In Boston Ballet's production of La Sylphide last spring, María Álvarez just about stole the show as Madge. With a conniving gleam in her eye and a grim, angular hitch in her step, she exuded a dramatic, malevolent energy and taut physicality that made the role totally her own. She credits renowned Royal Danish Ballet character artist Sorella Englund's coaching with helping her find the witch's inner torment. "She built the character in me, then gave me the freedom to make Madge alive," says Álvarez.
Álvarez, here as Madge in "La Sylphide," excels in dramatic character roles. Photo by Rosalie O'Connor, Courtesy Boston Ballet.
Her dramatic skills were also showcased last season as Lady Capulet in Romeo and Juliet, a role which she said required "total concentration and absolute engagement. I had to feel her grief in order to become her." But Álvarez's dream role is Juliet.
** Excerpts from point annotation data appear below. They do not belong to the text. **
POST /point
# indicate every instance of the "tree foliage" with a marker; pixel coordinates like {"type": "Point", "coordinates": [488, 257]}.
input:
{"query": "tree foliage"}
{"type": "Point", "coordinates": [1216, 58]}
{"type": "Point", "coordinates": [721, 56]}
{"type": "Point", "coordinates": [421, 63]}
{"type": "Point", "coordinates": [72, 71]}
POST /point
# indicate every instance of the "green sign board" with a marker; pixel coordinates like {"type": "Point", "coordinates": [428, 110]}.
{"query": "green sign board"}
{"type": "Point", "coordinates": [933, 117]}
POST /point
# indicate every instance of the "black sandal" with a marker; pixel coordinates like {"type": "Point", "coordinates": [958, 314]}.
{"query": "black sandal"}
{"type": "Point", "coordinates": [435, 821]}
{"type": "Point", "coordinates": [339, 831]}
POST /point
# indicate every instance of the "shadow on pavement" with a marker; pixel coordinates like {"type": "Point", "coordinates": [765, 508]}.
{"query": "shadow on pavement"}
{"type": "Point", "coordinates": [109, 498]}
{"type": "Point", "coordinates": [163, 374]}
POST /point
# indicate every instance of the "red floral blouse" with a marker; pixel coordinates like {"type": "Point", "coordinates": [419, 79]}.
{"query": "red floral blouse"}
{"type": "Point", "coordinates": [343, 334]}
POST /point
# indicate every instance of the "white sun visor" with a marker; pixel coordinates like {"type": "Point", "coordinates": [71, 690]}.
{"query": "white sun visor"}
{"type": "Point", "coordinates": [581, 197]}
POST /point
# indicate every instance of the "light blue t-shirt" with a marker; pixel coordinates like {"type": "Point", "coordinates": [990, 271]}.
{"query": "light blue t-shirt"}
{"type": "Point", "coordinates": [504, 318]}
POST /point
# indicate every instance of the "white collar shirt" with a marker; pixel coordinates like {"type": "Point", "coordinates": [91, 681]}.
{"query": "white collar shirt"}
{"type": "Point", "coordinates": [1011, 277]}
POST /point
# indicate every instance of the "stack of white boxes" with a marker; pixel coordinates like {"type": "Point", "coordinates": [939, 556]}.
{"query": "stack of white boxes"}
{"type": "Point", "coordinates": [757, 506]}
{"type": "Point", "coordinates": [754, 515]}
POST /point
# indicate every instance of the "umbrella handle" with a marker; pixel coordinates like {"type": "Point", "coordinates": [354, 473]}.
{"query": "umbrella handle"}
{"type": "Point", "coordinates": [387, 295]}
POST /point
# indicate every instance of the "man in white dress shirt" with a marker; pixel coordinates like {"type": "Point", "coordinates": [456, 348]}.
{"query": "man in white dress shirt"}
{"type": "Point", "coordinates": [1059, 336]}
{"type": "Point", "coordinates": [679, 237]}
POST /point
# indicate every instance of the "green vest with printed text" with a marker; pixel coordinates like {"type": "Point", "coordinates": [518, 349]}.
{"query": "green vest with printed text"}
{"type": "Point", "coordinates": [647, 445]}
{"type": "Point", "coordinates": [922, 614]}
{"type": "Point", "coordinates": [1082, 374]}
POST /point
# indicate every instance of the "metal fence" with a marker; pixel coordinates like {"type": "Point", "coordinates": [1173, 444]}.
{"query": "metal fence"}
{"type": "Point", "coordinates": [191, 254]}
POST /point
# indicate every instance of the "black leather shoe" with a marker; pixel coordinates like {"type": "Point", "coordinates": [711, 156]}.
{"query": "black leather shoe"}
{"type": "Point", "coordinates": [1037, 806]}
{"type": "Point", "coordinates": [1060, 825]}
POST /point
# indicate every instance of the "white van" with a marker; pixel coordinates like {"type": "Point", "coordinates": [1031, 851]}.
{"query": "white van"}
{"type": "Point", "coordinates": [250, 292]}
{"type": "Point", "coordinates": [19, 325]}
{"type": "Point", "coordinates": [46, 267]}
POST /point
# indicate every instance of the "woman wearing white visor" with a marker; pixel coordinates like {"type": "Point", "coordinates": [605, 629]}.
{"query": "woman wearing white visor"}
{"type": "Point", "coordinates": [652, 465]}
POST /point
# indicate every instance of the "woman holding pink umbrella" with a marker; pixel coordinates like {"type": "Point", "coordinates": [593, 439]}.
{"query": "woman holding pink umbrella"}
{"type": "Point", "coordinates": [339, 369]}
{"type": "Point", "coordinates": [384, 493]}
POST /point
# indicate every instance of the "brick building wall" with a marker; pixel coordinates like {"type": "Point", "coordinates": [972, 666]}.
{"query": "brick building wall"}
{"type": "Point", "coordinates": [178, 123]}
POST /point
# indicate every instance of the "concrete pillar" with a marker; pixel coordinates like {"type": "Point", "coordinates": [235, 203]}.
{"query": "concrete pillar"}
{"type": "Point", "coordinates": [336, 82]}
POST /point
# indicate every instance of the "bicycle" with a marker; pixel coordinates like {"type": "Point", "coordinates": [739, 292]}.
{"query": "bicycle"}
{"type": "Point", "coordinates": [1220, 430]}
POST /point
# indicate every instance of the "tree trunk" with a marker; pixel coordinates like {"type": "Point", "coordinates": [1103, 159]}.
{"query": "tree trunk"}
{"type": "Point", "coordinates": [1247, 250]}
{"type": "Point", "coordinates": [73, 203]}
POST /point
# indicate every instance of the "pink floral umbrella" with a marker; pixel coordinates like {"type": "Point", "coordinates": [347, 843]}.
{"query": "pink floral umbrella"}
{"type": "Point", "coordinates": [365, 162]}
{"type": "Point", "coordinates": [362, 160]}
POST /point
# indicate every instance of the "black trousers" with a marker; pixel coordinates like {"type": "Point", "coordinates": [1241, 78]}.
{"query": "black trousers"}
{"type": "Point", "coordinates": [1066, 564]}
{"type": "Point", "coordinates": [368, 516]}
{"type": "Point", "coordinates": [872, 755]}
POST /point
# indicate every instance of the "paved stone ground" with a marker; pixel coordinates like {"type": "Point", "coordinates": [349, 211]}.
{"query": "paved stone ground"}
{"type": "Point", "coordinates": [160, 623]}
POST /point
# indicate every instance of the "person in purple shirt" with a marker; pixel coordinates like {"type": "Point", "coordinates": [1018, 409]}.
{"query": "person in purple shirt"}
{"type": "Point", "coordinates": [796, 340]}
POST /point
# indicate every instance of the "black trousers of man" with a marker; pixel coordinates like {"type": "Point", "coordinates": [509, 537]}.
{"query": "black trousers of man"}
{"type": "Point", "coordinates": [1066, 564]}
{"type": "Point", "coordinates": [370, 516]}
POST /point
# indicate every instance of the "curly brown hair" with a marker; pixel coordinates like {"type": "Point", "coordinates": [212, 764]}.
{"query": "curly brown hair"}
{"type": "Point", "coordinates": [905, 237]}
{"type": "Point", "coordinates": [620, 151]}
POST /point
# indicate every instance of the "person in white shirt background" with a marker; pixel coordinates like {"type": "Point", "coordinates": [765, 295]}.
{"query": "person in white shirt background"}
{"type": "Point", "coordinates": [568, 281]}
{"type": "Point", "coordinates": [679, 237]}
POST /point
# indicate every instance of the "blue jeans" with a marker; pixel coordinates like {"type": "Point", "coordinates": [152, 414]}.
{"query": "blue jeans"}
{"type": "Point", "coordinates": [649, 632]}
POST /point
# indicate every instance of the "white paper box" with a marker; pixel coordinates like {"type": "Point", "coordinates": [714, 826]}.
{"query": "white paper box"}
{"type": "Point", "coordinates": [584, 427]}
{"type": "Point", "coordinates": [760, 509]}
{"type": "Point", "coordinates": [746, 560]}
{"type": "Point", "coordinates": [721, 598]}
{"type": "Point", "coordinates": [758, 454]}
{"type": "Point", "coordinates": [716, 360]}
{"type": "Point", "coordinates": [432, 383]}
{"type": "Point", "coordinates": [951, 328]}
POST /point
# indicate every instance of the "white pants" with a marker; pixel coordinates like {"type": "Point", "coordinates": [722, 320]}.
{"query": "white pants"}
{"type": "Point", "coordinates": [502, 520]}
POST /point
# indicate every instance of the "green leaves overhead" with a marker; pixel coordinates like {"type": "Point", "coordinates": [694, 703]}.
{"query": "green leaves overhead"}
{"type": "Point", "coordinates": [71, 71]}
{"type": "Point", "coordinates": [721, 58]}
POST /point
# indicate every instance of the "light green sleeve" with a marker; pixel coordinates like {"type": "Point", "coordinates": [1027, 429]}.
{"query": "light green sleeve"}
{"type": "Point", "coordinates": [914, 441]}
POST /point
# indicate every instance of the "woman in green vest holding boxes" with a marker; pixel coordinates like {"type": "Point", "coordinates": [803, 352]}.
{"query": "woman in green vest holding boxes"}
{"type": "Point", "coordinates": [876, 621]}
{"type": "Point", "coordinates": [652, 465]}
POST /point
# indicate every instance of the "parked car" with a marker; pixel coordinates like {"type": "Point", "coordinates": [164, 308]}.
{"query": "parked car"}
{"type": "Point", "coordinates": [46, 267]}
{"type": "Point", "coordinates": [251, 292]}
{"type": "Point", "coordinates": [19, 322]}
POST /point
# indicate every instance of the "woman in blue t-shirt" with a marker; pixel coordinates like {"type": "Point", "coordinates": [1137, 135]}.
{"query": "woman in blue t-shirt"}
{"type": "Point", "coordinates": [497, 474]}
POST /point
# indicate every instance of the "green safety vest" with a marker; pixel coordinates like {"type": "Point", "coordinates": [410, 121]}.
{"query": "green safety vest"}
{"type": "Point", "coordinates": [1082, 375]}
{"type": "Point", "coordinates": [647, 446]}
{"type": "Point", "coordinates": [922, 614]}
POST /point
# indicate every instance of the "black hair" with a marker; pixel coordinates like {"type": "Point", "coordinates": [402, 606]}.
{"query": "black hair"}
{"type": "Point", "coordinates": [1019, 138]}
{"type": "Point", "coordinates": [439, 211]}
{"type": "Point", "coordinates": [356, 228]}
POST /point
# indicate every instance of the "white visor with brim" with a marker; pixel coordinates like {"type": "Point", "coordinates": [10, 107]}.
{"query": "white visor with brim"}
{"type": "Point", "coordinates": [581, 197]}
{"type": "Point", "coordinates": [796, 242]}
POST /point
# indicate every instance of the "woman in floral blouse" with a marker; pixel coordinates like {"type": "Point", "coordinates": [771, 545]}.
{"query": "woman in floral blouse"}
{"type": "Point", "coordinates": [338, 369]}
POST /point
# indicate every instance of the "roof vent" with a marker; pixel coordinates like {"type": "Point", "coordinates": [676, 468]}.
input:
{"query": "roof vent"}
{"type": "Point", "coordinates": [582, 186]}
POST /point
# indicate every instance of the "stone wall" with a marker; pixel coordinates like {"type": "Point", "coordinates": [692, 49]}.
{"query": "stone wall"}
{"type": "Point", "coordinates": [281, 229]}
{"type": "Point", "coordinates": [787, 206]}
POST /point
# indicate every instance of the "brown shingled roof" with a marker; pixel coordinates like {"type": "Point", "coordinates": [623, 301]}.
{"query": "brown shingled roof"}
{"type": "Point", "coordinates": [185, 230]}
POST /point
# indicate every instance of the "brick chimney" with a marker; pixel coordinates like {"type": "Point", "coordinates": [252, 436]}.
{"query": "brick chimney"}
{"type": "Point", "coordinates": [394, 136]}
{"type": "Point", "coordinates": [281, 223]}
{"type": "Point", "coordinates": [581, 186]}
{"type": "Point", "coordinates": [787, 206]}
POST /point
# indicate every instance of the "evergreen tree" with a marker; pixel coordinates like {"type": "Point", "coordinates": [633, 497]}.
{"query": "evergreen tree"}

Born in Madrid, Álvarez, 28, trained at the Royal Professional Conservatory of Dance "Mariemma" and The School of Ballet Carmina Ocaña and Pablo Savoye. She joined Boston Ballet II in 2010 and was promoted in 2012 to the main company, where she has excelled in a wide range of classical and contemporary ballets, thriving on the variety of styles Boston Ballet performs. "Dancing is food for my soul," she says. "I want to keep making art. That is a gift."